No more face mashups: UMO meets Qwen Edit

No more face mashups: UMO meets Qwen Edit

We rebuilt multi‑identity image editing on Qwen Edit around global matching and reward-driven training If you’ve tried to edit images with multiple people, you’ve felt it: faces average together, attributes leak across subjects, and “who’s who?” becomes a guessing game. As the headcount grows, most pipelines crumble. Humans are ultra-sensitive to faces; one-to-one heuristics don’t scale.

The Challenge

Modern AI image editing has mastered the art of the solo portrait. You can conjure a photorealistic CEO or a fantasy warrior from a simple text prompt with stunning fidelity. But add a second or third person to the scene, and the magic often breaks. The core challenge? Maintaining distinct identities.

Current models struggle to keep track of "who's who." When prompted to create an image of multiple specific people, the AI often gets confused.
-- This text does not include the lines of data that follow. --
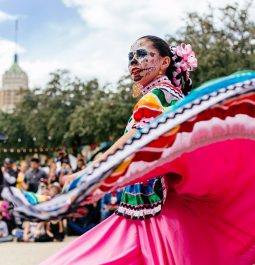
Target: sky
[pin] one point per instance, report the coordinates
(90, 38)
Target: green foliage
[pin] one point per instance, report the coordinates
(68, 112)
(71, 112)
(223, 40)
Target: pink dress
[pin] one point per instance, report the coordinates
(208, 215)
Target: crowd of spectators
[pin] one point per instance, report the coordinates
(48, 180)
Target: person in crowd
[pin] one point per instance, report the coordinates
(62, 156)
(29, 232)
(54, 189)
(54, 228)
(156, 70)
(21, 177)
(64, 172)
(34, 175)
(9, 173)
(84, 219)
(53, 176)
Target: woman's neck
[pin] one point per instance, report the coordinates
(147, 88)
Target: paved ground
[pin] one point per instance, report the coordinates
(12, 253)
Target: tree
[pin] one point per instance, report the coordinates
(223, 40)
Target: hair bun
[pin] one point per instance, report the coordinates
(183, 61)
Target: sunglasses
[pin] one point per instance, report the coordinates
(140, 53)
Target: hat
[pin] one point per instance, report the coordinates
(56, 185)
(8, 161)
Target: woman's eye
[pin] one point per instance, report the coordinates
(141, 53)
(130, 56)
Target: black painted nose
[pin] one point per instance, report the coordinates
(133, 62)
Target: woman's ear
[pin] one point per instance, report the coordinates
(165, 63)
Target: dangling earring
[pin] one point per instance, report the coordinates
(136, 90)
(160, 73)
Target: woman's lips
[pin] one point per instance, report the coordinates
(136, 71)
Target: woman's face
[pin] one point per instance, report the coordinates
(144, 62)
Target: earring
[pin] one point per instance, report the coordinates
(136, 90)
(160, 73)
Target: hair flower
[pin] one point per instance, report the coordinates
(189, 60)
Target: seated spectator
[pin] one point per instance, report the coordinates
(53, 177)
(9, 174)
(4, 233)
(64, 172)
(83, 219)
(30, 232)
(34, 175)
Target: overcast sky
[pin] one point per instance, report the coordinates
(91, 38)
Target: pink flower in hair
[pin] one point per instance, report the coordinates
(189, 60)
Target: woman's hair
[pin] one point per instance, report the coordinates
(174, 72)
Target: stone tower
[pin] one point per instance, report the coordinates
(14, 81)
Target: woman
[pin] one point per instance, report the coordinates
(161, 75)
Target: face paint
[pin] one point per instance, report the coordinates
(144, 62)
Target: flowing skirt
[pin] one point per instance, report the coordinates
(208, 217)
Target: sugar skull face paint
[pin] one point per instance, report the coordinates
(144, 62)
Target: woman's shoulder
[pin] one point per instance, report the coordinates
(162, 95)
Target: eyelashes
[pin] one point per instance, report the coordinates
(140, 53)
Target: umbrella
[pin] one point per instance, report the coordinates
(216, 121)
(3, 137)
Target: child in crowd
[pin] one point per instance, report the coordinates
(4, 233)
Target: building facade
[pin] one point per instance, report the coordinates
(14, 81)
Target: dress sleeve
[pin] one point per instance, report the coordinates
(152, 105)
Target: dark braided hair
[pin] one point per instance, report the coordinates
(174, 72)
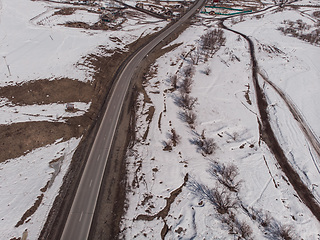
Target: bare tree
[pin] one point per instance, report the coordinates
(175, 138)
(187, 102)
(226, 175)
(221, 199)
(190, 117)
(195, 55)
(208, 146)
(207, 70)
(212, 41)
(174, 81)
(188, 71)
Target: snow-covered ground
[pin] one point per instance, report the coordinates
(24, 179)
(55, 112)
(225, 111)
(35, 45)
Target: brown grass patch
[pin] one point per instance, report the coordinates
(30, 211)
(46, 91)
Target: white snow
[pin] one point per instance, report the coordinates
(35, 45)
(225, 115)
(21, 180)
(55, 112)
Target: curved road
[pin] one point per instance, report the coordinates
(81, 214)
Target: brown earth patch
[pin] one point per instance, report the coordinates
(31, 210)
(46, 91)
(106, 70)
(65, 11)
(20, 138)
(111, 204)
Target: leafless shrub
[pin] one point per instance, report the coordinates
(226, 175)
(207, 145)
(188, 71)
(189, 117)
(195, 55)
(212, 41)
(185, 86)
(244, 230)
(221, 199)
(273, 229)
(207, 70)
(286, 233)
(186, 101)
(167, 145)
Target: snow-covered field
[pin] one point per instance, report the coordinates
(160, 204)
(33, 46)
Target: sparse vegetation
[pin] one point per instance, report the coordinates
(212, 41)
(298, 29)
(220, 198)
(174, 81)
(207, 71)
(207, 145)
(226, 175)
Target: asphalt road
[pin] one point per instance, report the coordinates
(81, 214)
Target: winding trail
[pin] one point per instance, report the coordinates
(268, 136)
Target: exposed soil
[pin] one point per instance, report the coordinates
(111, 202)
(114, 192)
(20, 138)
(30, 211)
(48, 91)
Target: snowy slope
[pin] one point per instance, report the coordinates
(226, 111)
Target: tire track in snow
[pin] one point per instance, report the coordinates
(306, 129)
(268, 136)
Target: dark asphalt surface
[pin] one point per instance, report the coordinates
(81, 214)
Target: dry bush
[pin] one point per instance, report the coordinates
(185, 86)
(286, 233)
(195, 55)
(188, 71)
(167, 145)
(207, 71)
(226, 175)
(208, 146)
(220, 198)
(212, 41)
(241, 229)
(174, 81)
(189, 117)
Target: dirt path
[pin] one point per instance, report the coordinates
(308, 132)
(268, 136)
(111, 201)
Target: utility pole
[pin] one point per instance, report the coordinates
(5, 60)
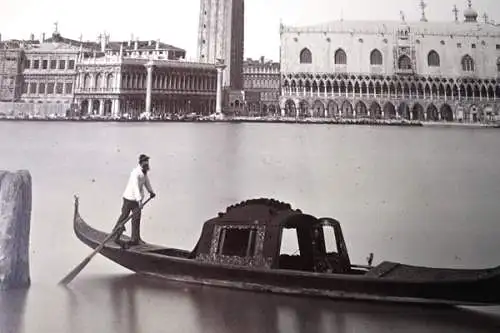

This isn't just about placing people in a scene; it's about preserving the unique facial features, hair color, and characteristics of each individual without them blending together.

Imagine you're trying to generate a photo of three friends: Alice, Bob, and Carol.

1. Facial Averaging and Feature Bleed:

Instead of creating three distinct faces, the AI might produce individuals who look like strange composites of each other. Alice might end up with Bob's jawline, or Carol's nose might appear on Alice's face. The model creates an "average" face that incorporates features from all the references, rather than assigning them correctly. It’s as if the AI took all the source photos and digitally mashed them together, resulting in three vaguely similar, uncanny strangers.

2. Identity Swapping:

Another common failure is "identity swapping." The AI might generate three perfectly clear faces, but it gets their identities mixed up. If your prompt was "Alice on the left, Bob in the middle, and Carol on the right," you might get Bob on the left, Alice on the right, and Carol in the middle. The model understands the features but fails to correctly map them to the positions and descriptions specified in the prompt. This makes it impossible to control the composition of a scene.

3. The "Uncanny Valley" Effect:

Because humans are incredibly sensitive to facial details, even minor errors can make a generated image feel "off" or unsettling. When features are blended or slightly distorted, the resulting faces can fall into the "uncanny valley"—looking almost human, but with subtle inaccuracies that are deeply unnerving. Skin can appear overly smooth and plastic-like, and lighting can feel unnatural, further distancing the image from reality.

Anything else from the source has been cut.